Date of Award
Bachelor of Science Honours
Faculty of Science, Technology and Engineering
Dr Luba Kalaydjieva
Localising the gene for a previously undescribed autosomal recessive form of CMT involved the use of a relatively new approach to rapid genome screening based on the identification of segments which are inherited identical by descent (IBD) from common founding ancestors. It is most feasible for populations which have been founded relatively recently (say less than 25 generations) and which have remained relatively isolated either geographically or culturally. The method is not suitable for highly inbred populations, that is with first and second cousin matings, as many segments will be inherited by chance. It appears to be a suitable screening option for a rare disease trait so that the possibility of allelic heterogeneity is reduced. It is also an option for those pedigrees where a significant result cannot be obtained through traditional linkage analysis, that is, where a large nuclear family with many affected individuals is not available. Highly informative polymorphic short tandem repeat markers were run on the DNA from an initial selection of ten individuals whose interrelatedness could be established.
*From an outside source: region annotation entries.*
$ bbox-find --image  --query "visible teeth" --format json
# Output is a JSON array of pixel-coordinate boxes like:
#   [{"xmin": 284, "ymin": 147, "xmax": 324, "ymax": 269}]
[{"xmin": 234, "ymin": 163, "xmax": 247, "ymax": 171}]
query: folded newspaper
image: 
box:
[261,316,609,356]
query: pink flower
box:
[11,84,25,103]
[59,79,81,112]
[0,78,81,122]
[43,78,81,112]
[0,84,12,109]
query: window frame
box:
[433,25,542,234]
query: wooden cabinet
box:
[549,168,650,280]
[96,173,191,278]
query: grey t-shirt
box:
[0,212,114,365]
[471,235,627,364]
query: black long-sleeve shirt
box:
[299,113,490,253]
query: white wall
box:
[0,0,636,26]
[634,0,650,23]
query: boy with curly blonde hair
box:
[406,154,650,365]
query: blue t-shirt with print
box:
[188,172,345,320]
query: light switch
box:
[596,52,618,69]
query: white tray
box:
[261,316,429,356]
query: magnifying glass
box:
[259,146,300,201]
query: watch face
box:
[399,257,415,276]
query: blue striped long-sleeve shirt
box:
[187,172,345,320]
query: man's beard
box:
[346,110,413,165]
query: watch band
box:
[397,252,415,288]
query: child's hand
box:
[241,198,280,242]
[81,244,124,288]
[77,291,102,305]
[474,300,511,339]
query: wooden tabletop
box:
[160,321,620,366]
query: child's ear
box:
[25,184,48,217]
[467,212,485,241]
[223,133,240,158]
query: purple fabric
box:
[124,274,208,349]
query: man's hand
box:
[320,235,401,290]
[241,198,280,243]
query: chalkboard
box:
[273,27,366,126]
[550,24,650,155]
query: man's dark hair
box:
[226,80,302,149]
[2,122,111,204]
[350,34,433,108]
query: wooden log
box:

In the later stages of the study, DNA from forty-seven members of this randomly inbred Bulgarian Gypsy kindred was used for verification of the IBD finding by led score analysis. In the study population where the chosen members are separated from a common ancestor by an average 9.4 meioses, the approximate probability of finding one random segment (not containing the gene) inherited identical by descent (lBD) from this common ancestor was calculated at 9.47 in 1,000 (over 94 markers at an average distance of 12.6 cM). The overall probability of finding an IBD segment (not containing the gene) in three or more chromosomes decreases to 1.7 in 1 million. This study initially identified a 20 cM region on 8q which was shared by three out of six non-sibling chromosomes. This region was extended by saturating with markers at closer intervals and subsequently a 3 cM segment was found to be common among four of six non-sibling chromosomes. Finally, lod score analysis on the forty-seven members of the kindred supported placement of the candidate gene in this 3 cM segment with a maximum led scores at zero recombination for both marker loci D8S558 and D8S529 being 3.38 and 2.73 respectively. These two markers are mapped at 1 cM apart.